Dans ce cadre des nombreuses réalisations ont été faites  dans le domaine hydraulique (construction d’un château d’eau d’une capacité de 253 mètre cube , une adduction d’eau assurant l’alimentation, la construction et équipement de bornes fontaines), agricole( banque céréalière, matériel  et équipement agricole,appui financiers des coopératives), santé et éducation.

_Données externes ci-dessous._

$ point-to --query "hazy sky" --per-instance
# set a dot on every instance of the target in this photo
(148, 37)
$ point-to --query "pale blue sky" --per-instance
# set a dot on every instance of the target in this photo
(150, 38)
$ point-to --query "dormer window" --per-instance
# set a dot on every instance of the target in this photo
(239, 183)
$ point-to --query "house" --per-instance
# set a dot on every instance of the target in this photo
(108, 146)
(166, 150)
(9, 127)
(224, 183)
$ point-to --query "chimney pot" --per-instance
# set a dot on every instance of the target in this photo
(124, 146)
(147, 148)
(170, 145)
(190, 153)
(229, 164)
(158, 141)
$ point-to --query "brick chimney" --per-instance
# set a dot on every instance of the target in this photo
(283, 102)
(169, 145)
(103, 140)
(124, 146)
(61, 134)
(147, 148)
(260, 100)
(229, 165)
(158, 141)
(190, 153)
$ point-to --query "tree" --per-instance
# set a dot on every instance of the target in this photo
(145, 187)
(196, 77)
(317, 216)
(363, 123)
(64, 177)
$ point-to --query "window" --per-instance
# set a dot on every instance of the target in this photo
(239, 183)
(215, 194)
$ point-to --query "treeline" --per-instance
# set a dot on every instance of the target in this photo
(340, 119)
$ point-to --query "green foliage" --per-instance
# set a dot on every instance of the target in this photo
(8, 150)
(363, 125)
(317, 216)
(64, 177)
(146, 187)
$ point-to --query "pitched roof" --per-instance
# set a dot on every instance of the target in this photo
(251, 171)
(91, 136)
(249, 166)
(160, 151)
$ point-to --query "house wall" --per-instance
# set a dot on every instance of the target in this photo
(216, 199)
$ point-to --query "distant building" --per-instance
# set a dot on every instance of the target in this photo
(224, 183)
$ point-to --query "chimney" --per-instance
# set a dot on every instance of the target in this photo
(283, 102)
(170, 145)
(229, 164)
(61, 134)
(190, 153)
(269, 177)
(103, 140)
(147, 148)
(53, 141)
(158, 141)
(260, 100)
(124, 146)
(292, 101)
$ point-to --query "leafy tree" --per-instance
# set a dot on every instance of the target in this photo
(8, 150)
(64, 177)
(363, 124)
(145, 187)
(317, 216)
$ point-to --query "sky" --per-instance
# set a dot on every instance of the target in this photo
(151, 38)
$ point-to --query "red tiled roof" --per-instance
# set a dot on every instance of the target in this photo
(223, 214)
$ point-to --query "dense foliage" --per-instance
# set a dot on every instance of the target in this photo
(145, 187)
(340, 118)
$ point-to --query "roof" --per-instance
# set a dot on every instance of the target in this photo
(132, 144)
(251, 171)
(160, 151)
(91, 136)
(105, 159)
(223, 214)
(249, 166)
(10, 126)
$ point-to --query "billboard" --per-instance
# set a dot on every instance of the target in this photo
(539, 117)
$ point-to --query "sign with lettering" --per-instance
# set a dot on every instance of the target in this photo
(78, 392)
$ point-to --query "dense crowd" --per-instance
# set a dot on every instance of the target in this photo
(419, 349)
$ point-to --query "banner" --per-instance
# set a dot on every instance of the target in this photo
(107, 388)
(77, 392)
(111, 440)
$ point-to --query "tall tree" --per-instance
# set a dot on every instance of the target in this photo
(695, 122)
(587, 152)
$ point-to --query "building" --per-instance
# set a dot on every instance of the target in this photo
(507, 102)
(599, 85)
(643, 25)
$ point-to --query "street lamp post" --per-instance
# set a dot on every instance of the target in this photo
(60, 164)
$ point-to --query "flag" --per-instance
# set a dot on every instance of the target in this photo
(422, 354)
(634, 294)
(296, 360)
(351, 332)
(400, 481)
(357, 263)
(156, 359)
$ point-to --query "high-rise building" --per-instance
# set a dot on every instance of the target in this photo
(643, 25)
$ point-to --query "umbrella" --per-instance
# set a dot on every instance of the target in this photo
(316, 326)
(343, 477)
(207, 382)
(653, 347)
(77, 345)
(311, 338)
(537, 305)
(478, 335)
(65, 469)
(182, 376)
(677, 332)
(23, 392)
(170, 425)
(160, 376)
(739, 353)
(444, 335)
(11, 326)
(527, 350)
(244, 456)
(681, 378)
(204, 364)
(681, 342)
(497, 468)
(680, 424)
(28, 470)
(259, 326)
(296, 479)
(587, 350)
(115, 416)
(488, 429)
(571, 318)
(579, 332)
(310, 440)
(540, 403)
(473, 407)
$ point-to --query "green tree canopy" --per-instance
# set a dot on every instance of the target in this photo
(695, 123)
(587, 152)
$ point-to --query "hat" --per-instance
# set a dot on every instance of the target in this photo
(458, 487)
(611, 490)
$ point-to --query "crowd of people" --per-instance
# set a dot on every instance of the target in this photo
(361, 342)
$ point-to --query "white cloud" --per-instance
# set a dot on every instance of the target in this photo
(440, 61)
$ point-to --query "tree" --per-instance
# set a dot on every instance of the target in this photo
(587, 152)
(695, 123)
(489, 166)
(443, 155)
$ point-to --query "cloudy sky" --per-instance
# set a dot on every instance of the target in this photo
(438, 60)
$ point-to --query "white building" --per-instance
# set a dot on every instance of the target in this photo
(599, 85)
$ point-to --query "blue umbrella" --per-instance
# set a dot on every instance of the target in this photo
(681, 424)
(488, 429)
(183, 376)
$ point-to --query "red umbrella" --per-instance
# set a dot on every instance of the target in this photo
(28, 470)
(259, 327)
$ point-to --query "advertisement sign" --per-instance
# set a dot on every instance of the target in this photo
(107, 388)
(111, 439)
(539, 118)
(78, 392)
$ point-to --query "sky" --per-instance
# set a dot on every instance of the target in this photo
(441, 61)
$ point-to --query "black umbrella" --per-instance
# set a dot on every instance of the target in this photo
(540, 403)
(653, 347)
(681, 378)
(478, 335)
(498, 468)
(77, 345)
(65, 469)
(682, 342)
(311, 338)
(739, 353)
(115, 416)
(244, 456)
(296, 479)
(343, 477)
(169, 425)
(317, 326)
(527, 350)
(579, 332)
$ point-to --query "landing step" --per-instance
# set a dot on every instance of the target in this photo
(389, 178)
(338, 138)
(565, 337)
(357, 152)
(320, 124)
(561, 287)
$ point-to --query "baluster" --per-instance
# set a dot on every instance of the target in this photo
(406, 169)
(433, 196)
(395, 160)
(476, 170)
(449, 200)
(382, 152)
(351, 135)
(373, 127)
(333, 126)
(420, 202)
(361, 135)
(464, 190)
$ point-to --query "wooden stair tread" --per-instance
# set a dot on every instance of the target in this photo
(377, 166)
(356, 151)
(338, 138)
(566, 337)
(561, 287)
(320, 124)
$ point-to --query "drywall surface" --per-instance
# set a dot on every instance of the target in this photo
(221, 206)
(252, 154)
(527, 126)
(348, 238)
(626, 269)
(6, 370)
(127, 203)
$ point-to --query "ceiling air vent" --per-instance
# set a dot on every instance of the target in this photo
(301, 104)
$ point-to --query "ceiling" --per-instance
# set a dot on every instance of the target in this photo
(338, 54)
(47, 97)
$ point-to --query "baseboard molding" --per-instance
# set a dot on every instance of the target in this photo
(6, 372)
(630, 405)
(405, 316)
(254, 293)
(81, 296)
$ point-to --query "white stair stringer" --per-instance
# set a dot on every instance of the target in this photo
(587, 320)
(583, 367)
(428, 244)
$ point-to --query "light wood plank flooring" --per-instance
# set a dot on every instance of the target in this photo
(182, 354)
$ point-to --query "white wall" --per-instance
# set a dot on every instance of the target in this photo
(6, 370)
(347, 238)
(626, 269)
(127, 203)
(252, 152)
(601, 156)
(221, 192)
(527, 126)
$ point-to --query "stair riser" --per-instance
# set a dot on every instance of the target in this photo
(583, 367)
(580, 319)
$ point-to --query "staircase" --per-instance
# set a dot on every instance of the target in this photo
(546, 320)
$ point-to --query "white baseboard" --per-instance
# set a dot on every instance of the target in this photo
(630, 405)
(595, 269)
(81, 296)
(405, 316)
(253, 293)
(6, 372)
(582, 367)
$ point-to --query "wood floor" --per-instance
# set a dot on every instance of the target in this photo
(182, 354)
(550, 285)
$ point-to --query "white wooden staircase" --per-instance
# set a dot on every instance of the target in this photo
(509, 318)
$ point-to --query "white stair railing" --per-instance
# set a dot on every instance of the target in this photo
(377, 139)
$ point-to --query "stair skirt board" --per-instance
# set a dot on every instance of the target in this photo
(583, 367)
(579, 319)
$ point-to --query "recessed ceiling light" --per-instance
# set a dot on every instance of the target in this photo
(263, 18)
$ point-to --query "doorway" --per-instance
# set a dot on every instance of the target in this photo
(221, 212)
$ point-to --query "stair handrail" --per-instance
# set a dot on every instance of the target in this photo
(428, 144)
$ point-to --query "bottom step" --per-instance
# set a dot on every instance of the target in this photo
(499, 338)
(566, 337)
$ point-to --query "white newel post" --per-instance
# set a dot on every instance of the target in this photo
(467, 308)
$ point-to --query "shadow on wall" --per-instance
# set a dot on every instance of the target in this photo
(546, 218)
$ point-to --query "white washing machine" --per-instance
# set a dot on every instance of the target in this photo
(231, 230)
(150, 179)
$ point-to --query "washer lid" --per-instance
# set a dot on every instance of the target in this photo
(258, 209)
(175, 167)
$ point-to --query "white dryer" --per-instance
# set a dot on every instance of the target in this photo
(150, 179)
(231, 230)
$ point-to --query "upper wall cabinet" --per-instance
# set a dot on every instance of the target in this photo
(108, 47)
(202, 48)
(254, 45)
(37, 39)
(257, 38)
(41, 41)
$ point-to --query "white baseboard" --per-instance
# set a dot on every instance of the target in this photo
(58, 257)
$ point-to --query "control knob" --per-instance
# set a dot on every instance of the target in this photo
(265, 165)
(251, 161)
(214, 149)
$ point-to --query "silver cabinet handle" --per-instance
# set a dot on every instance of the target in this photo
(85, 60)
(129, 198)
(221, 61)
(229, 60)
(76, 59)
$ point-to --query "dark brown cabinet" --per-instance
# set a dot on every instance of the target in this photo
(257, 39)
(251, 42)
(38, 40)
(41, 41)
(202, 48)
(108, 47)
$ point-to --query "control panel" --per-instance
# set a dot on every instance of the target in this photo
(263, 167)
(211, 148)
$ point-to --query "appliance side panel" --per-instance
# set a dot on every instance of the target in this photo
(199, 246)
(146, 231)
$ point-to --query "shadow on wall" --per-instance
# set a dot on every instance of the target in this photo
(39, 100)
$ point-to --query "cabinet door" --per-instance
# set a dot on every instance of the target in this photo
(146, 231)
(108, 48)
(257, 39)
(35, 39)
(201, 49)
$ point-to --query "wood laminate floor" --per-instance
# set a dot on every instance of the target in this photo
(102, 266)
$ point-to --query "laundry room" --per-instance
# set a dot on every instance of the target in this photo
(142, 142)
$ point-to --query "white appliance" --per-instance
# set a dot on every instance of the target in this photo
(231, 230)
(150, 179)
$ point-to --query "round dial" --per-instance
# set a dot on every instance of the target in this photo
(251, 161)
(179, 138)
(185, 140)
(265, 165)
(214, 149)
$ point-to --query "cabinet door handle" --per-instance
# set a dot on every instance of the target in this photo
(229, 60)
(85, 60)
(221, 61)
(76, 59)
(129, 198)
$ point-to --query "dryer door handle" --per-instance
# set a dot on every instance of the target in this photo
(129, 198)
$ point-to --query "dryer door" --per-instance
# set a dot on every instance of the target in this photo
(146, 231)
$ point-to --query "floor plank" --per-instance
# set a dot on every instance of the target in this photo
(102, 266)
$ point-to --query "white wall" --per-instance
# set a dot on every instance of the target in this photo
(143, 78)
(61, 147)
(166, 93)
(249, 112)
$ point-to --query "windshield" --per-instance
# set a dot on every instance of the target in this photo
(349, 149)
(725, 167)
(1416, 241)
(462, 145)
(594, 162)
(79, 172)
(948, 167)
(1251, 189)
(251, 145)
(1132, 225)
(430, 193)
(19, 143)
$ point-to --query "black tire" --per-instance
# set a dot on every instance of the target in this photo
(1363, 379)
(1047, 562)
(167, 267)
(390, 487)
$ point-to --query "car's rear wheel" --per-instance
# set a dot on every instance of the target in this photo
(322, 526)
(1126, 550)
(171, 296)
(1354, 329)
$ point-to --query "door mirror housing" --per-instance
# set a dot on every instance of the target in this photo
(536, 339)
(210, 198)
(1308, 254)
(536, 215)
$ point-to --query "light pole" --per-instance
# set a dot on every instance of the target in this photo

Et c’est précisément dans le domaine de l’éducation que se situe  la cérémonie du Samedi 11 octobre pour l’inauguration de l’école  réhabilitée, qui a réuni  un beau : l’ambassadeur de France, SE Michel Vandepoorter,  Fassa Yerim maire de la commune de Rosso,  Christian Hervy maire de Chevilly-Larue,  Mme Hawa Sy adjointe au wali  du Trarza, l’inspecteur départemental , Mohamed Brahim Ould Njoubnane président  régional des Associations des parents d’élèves ( APE) et de nombreuses autres personnalités françaises et mauritaniennes

Dans son discours de bienvenu le maire de Rosso le Pr.  Yerim Fassa a dit que la cérémonie  qui les réunit est le fruit d’un bel exemple d’une coopération  tissée depuis  plus d’une décennie entre les populations de Chevilly-Larue en France et celles de Dieuk.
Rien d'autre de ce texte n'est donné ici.